Jakyasar Posted February 8, 2023 Author Posted February 8, 2023 2 hours ago, Effen said: It would need to be a 2023 plan termination, but not sure how you would do the 2023 valuation unless he puts the assets back, so that might not work. But, maybe he has a board resolution or something from 2022 where he terminated the plan and just forgot to tell you. Sometimes clients find things in their drawer. I think it would be ok to amend the plan in 2023, assuming he can demonstrate action in 2022. The amendment is just codification of the action. This is where an ERISA attorney might be more helpful. I am curious about the 1099. Was the distribution reported? Do not know if 1099 was done. Attorney it is.

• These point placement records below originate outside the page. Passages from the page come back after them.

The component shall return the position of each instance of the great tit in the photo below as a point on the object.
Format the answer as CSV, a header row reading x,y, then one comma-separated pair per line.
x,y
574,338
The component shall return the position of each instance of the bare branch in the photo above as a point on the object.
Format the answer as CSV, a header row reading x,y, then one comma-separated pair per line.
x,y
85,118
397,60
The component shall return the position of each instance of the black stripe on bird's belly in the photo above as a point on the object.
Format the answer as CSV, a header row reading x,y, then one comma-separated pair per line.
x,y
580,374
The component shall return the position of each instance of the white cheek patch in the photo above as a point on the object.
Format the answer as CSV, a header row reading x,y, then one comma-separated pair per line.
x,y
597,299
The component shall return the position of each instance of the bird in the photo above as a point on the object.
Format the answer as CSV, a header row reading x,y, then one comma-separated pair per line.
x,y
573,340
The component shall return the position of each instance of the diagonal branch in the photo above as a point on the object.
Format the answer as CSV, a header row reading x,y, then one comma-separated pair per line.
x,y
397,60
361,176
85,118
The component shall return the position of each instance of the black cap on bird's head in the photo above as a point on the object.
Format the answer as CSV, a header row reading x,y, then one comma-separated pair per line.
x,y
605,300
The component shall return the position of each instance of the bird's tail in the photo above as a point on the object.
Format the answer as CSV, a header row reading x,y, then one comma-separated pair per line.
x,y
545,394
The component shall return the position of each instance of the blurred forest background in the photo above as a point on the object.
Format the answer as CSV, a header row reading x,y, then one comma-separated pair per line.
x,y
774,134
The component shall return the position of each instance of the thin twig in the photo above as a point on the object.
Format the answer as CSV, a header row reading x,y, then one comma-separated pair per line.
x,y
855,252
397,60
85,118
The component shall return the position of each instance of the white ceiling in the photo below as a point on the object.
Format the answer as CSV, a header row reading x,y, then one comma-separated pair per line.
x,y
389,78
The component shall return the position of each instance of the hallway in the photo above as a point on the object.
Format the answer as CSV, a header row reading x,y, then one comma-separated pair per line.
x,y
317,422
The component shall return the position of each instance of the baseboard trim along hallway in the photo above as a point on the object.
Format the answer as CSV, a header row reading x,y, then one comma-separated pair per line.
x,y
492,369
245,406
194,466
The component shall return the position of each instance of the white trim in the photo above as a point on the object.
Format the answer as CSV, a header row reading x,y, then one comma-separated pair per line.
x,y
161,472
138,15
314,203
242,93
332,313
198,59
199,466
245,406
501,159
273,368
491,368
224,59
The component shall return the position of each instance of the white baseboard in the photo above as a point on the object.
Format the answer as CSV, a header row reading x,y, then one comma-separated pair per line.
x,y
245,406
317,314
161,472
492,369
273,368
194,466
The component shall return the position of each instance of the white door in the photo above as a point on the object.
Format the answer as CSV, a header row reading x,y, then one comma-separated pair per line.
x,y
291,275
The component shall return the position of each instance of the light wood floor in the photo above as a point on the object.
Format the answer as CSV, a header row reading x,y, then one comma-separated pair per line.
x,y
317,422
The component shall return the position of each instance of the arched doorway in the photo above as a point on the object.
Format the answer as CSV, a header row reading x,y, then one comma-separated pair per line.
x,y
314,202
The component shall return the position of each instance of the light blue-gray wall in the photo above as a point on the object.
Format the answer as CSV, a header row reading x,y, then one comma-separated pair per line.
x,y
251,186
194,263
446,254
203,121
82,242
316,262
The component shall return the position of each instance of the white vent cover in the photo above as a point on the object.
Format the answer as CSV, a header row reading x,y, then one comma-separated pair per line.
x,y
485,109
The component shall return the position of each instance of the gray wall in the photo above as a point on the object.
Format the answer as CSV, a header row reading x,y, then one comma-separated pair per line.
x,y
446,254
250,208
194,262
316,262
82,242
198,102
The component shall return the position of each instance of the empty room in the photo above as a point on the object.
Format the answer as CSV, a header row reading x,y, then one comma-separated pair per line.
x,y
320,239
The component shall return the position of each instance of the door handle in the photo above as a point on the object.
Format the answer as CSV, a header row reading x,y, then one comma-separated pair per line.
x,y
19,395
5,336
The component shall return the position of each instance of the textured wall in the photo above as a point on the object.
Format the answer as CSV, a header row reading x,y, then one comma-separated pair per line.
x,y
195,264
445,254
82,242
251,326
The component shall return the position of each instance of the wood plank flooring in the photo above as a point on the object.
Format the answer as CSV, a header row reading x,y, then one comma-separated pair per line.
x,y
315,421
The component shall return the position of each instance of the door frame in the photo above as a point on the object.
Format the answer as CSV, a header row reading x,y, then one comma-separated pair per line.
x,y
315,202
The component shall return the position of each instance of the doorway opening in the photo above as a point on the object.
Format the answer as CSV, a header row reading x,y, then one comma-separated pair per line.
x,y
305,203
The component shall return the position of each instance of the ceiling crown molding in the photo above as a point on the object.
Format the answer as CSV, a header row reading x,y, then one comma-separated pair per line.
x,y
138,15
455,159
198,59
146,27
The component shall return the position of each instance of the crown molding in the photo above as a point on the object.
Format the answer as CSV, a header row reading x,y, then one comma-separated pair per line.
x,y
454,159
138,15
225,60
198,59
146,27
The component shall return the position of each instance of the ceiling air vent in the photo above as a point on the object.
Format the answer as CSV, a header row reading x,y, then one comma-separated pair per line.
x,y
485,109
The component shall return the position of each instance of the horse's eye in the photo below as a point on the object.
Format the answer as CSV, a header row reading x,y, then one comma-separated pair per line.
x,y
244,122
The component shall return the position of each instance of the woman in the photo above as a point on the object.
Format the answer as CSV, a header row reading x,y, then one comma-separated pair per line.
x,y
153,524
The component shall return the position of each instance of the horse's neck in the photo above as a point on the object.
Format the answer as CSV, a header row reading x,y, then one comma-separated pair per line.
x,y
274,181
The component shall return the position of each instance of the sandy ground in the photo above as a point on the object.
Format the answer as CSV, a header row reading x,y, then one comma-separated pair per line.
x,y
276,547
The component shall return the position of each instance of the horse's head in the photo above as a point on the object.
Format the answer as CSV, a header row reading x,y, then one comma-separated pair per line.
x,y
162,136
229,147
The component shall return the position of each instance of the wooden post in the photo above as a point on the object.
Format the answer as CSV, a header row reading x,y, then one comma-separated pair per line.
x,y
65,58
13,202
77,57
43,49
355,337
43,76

Jakyasar Posted February 8, 2023 Author Posted February 8, 2023 1 hour ago, cathyw said: To address your question re: retro amendment, I had a similar situation a few years ago but it was a DC plan not DB. The client attempted to set up a new DC plan account and transfer assets but instead filled out the paperwork for an IRA. The plan did not have an in-service provision. We retroactively amended the plan to allow for the in-service and filed a VCP application. Went through without a hitch. Very fast approval from the IRS. Thank you for sharing your experience but no in-service distribution is allowed from an active DB plan for a 42 year old under DB plan regulation. The client simply screwed it and himself up.
Hojo Posted February 8, 2023 Posted February 8, 2023 I think the real question is do you want the right answer of how this is supposed to be handled.....or.......other?
Jakyasar Posted February 9, 2023 Author Posted February 9, 2023 Right answer on how to be handled. Thank you.